The system prompt itself was designed to guide the agent’s behavior. It clearly states the assistant’s objective (writing SQL queries for Unity Catalog), includes the metadata context to ground its reasoning, and provides concrete examples to illustrate the expected output format. This structure helps the LLM model to stay focused, reduce ambiguity, and return predictable, valid responses.
4. Build the Streamlit Chat Interface
Now that we have the foundations for our SQL Agent it is time to make it interactive. Leveraging Streamlit we will now create a simple front-end where we can ask natural language questions and receive generated SQL queries in real-time.
Luckily, Streamlit already gives us powerful building blocks to create LLM-powered chat experiences. If you’re curious, here’s a great tutorial that walks through the whole process in detail.

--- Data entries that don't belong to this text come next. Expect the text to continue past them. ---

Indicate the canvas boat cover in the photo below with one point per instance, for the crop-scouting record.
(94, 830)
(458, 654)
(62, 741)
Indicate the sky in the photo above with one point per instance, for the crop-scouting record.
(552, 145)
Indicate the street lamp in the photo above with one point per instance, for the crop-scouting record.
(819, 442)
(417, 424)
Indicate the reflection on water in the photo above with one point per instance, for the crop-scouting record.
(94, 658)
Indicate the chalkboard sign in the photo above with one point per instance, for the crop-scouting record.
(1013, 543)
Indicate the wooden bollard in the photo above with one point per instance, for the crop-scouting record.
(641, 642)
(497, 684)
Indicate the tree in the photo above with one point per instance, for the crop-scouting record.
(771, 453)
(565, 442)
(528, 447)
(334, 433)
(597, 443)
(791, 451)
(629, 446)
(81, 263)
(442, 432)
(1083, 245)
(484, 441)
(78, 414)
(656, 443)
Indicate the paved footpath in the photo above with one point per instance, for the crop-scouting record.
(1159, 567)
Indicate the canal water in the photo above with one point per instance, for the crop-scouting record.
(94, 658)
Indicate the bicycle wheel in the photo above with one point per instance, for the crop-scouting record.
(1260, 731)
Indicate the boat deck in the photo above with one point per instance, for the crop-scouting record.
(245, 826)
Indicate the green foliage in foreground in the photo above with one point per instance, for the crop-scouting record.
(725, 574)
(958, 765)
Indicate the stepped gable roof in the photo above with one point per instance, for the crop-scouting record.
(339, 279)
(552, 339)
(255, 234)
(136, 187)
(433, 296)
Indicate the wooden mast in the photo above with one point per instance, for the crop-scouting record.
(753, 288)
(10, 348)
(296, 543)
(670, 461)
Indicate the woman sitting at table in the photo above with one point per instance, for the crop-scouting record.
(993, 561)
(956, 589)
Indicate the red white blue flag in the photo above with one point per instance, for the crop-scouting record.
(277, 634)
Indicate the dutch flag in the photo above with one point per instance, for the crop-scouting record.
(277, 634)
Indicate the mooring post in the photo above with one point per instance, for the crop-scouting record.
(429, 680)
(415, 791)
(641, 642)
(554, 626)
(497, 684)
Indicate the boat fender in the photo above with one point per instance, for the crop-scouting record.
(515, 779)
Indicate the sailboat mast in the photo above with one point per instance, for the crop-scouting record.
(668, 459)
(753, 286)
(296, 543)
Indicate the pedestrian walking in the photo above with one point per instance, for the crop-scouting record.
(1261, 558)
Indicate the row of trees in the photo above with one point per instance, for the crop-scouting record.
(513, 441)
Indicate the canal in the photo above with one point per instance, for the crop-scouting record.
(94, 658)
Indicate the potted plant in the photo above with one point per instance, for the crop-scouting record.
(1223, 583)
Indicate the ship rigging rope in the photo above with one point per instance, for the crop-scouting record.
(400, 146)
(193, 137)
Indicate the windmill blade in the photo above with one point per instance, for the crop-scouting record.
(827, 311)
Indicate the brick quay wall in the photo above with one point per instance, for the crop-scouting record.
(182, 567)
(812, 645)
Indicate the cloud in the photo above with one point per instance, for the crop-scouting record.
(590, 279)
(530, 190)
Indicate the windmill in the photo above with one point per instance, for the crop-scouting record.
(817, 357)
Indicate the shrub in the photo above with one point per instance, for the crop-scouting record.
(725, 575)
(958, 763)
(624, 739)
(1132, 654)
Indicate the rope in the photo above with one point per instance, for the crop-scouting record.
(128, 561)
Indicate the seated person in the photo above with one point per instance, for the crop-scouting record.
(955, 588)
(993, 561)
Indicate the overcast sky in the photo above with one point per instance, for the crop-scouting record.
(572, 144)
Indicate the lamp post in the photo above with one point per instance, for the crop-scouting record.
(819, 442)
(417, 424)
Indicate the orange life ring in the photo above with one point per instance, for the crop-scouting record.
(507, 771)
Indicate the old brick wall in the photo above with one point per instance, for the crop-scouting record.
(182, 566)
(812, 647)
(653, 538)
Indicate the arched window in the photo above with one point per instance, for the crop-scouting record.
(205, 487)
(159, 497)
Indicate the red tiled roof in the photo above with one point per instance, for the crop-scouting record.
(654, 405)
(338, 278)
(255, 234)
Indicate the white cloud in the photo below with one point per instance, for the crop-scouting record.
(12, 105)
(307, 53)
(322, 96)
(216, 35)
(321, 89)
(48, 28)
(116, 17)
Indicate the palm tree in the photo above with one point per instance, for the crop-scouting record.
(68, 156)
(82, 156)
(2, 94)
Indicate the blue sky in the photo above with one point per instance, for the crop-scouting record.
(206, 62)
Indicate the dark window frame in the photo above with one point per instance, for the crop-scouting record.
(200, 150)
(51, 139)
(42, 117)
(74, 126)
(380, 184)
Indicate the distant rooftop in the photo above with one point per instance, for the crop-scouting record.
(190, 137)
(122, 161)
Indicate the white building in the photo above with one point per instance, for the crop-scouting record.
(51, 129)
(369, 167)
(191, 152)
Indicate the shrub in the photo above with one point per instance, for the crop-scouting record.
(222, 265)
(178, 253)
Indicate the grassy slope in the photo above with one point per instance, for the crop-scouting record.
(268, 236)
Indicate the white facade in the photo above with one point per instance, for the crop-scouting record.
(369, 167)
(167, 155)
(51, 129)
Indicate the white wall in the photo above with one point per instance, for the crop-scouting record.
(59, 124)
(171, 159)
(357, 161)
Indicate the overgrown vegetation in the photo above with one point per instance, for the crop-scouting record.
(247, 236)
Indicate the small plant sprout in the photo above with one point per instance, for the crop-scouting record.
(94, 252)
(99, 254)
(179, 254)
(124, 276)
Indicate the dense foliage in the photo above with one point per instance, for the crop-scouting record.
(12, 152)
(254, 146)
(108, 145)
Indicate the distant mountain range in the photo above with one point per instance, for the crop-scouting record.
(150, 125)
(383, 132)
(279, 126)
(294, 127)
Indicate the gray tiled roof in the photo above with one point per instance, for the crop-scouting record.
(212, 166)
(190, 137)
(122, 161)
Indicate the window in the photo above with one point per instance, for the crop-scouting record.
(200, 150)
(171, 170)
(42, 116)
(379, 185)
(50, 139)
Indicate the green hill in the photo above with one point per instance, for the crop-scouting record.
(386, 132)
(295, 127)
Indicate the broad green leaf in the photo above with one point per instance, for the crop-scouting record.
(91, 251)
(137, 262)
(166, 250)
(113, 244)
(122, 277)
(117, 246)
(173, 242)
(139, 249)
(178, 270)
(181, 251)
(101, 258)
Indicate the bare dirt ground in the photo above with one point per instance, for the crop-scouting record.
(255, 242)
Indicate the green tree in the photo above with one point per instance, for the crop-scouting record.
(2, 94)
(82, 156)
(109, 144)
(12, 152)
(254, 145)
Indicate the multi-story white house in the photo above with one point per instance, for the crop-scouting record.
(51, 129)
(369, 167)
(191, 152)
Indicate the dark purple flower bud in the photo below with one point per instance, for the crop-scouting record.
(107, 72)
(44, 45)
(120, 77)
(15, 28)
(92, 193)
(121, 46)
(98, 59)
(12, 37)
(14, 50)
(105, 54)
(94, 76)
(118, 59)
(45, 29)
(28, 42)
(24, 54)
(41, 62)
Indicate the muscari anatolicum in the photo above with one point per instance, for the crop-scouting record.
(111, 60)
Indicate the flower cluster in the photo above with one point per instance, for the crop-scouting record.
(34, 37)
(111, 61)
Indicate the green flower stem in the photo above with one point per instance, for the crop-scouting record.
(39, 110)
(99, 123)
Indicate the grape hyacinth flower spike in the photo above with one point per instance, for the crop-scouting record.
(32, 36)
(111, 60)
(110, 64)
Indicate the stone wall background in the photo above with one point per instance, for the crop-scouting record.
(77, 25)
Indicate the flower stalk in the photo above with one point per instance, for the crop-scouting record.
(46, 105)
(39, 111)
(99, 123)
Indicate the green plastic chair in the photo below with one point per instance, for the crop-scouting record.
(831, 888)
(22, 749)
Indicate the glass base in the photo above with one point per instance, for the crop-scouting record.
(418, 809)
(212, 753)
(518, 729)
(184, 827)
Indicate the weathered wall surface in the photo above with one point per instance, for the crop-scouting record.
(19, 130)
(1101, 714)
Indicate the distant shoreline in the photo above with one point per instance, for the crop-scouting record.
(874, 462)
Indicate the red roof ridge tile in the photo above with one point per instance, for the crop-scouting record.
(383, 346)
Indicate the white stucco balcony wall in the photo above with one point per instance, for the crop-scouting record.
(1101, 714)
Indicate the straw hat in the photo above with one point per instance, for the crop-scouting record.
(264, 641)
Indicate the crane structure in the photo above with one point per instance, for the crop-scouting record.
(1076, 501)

You can find the full code for this tutorial here and you can try the application on Streamlit Community Cloud.
Final Thoughts
In this tutorial, you’ve learned to walk through the initial mechanics of building a simple AI agent. The focus was on creating a lightweight prototype to help you understand how to structure agent flows and experiment with modern AI tooling.
But, if you were to take this further into production, here are a few things to consider:
- Hallucinations are real, and you can’t be sure wether the return SQL is correct. Leverage SQL static analysis to validate the output and implement retry mechanism, ideally more deterministic;
- Leverage schema-aware tools to sanity-check the table names and columns.
- Add fallback flows when a query fails — e.g., “Did you mean this table instead?”
- Make it stateful
- All things infrastructure, identify managements, and operations of the system.
At the end of the day, what makes these systems effective isn’t just the model, it’s the data that grounds it. Clean metadata, well-scoped prompts, and contextual validation are all part of the data quality stack that turns generative interfaces into trustworthy agents.